Reasons Marijuana Legalization Seems to Be Failing - galaxyLogic
https://www.forbes.com/sites/mikeadams/2019/11/05/reasons-marijuana-legalization-seems-to-be-failing/#1a0dc53b7eba
======
hourislate
B.S and poorly researched. It's like Jeff Sessions wrote it.

>Well, just take a look to the north in Canada, where marijuana has been legal
nationwide for the past year. It’s >black market pot trade is still way
stronger than the legal sector.

>As a matter of fact, a recent report from the Associated Press indicates that
nearly 43 percent of the country’s pot >consumers continue to buy weed from
illegal sources. And doing away with the black market is the entire reason
that >Prime Minister Justin Trudeau set out to legalize weed in the first
place.

>Yep, that’s right, another massive fail.

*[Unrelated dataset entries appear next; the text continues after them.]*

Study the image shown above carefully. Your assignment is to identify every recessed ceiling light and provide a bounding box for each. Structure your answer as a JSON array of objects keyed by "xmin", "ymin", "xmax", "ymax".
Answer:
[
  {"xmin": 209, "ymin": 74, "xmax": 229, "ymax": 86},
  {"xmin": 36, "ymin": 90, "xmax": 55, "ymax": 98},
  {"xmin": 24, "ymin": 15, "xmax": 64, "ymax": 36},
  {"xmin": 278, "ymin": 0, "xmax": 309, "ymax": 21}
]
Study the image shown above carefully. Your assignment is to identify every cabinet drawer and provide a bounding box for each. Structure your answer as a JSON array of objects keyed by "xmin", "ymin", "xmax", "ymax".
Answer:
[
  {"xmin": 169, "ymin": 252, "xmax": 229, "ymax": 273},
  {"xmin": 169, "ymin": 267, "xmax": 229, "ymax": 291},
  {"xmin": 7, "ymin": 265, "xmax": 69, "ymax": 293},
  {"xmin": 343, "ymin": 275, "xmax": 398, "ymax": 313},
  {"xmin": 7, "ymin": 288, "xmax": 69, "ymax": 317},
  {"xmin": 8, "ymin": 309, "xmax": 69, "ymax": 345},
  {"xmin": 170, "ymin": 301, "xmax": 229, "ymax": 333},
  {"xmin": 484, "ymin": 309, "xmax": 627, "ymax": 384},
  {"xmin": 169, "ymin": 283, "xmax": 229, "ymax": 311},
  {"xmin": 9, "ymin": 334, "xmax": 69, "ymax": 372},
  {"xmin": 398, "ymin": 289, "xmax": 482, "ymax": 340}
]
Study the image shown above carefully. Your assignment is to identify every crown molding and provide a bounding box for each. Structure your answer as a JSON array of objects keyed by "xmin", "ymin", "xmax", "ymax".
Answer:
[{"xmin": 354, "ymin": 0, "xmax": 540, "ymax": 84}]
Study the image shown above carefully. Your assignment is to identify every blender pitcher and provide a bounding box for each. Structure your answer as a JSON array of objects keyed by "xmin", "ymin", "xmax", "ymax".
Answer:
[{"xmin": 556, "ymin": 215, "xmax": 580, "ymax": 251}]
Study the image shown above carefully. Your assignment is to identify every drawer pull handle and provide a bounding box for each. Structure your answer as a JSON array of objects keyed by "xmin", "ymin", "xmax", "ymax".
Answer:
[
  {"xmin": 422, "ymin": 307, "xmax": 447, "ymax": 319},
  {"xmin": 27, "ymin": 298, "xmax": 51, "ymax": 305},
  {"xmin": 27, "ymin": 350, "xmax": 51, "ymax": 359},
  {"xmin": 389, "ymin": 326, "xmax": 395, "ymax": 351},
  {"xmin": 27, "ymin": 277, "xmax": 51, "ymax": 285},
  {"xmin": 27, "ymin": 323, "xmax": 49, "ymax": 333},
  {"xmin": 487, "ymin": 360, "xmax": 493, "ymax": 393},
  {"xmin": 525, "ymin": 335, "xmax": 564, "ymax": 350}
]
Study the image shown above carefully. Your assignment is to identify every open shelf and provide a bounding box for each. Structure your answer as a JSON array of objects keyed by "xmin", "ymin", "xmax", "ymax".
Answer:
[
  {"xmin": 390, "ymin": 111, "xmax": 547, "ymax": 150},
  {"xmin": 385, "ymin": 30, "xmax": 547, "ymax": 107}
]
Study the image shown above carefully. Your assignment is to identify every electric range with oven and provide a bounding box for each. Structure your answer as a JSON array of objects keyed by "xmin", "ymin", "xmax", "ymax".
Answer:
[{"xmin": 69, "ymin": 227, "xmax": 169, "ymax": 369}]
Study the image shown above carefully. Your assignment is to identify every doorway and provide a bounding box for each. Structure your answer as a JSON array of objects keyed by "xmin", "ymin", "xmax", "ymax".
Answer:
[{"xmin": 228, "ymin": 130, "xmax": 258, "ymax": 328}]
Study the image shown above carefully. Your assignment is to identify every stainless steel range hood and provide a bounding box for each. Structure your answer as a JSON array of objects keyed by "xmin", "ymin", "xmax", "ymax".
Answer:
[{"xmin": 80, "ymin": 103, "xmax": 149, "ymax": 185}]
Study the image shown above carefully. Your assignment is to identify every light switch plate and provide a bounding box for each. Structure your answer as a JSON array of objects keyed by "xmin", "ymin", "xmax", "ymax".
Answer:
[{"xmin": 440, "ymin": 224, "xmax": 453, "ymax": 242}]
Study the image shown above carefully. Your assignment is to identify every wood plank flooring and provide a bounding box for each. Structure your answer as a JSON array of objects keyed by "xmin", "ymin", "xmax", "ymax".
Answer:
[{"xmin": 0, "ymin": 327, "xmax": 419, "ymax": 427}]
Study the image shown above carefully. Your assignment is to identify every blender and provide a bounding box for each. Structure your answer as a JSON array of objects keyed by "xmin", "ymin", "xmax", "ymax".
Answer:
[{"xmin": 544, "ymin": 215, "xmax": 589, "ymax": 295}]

Did they take into account massive shortages? The poor roll out of
dispensaries, what was it, 25 store fronts for the whole province of Ontario
(15 million people +). Folks would order and wait 4 weeks to get it. Poor
quality, high taxes, dry and stale product if any was even available. 3 times
the price for product that was shit.

California's problem is the bureaucracy which is feeding the black market.
Licensing, taxes, etc. Dispensaries can't even make any money because of the
cost of doing business.

Nothing like Guberment creating the problems and then trying to convince
everyone that it just isn't working. What a crock of shit.